Валентина помчалась за ним. Стоявшие в лавку женщины подняли крик, но ни одна из них не сдвинулась с места, боясь потерять очередь (случаи, когда хлеба на всех не хватало, последнее время повторялись все чаще). Валентина, подгоняемая голодом и отчаянием, мчалась как ветер, но вор, видимо, знал, что делал. Не пробежав и полусотни метров, он юркнул в развалины, и Валентина потеряла его из виду между грудами щебня и обломков. Бежать дальше не имело смысла, к тому же она слишком ослабла за последние несколько недель и скоро выдохлась. Опустившись на кучу битого кирпича, Валентина горько заплакала.

Именно тогда она впервые увидела зомби. Эту болезнь победили в первые послереволюционные годы, когда Валентина была еще совсем маленькой, но теперь поветрие вернулось снова. Зомби был одет в военную форму (скорее всего, бациллы зомбизма разносились над траншеями во время газовых атак), но его гимнастерка давно превратилась в грязные лохмотья и свободно болтались на худых, разновысоких плечах. Двигался он характерной дергающейся походкой танцора диско, которая была таким же верным признаком болезни, как раззявленный, слюнявый рот или бессмысленно выпученные глаза. Зомби, впрочем, были достаточно проворны, хотя, глядя на их расслабленную, приплясывающую походочку, в это трудно было поверить. И тем не менее факт оставался фактом: едва заметив (почуяв, услышав, ощутив) жертву, зомби превращались в скаковых лошадей, в борзых собак, которые не останавливались ни перед какими препятствиями в своем стремлении рвать на части, кусать и царапать. Подчас, терзая добычу, они выкрикивали бессмысленные фразы, составленные всего из нескольких слов и свидетельствующие только об одном - о ненасытной, неконтролируемой ярости.

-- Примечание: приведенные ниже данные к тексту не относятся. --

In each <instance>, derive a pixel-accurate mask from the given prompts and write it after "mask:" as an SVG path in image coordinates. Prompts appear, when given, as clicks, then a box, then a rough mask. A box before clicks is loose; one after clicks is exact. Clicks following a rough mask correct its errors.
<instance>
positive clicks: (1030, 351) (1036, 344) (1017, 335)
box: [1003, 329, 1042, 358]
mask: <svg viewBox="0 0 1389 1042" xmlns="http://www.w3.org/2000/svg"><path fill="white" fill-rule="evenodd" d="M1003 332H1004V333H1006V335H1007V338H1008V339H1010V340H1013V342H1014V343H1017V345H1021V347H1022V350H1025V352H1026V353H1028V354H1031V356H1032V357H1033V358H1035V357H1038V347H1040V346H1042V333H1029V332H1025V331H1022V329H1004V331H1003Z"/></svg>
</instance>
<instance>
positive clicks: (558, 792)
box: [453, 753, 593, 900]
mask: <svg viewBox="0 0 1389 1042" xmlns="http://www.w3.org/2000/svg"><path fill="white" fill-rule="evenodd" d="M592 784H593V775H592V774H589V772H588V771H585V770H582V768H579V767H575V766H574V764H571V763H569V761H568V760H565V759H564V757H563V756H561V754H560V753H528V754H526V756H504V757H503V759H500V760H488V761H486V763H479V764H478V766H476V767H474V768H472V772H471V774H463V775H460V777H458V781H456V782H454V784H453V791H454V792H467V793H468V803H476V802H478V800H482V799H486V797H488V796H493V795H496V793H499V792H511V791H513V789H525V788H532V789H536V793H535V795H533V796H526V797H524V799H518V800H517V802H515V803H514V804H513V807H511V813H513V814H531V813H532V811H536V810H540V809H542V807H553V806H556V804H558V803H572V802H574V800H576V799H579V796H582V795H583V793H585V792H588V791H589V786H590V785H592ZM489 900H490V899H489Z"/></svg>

Заметив зомби, Валентина сразу перестала плакать и, как можно тише поднявшись с кучи битого кирпича, осторожно попятилась назад. Главное, не привлекать внимания, думала она. Валентина знала, что если она не станет шуметь, зомби, быть может, ее не заметит. Тогда она сможет отыскать кого-то из представителей власти и сообщить о появлении больного, и его обязательно вылечат - или, по крайней мере, попытаются это сделать. Так, она знала, делалось раньше.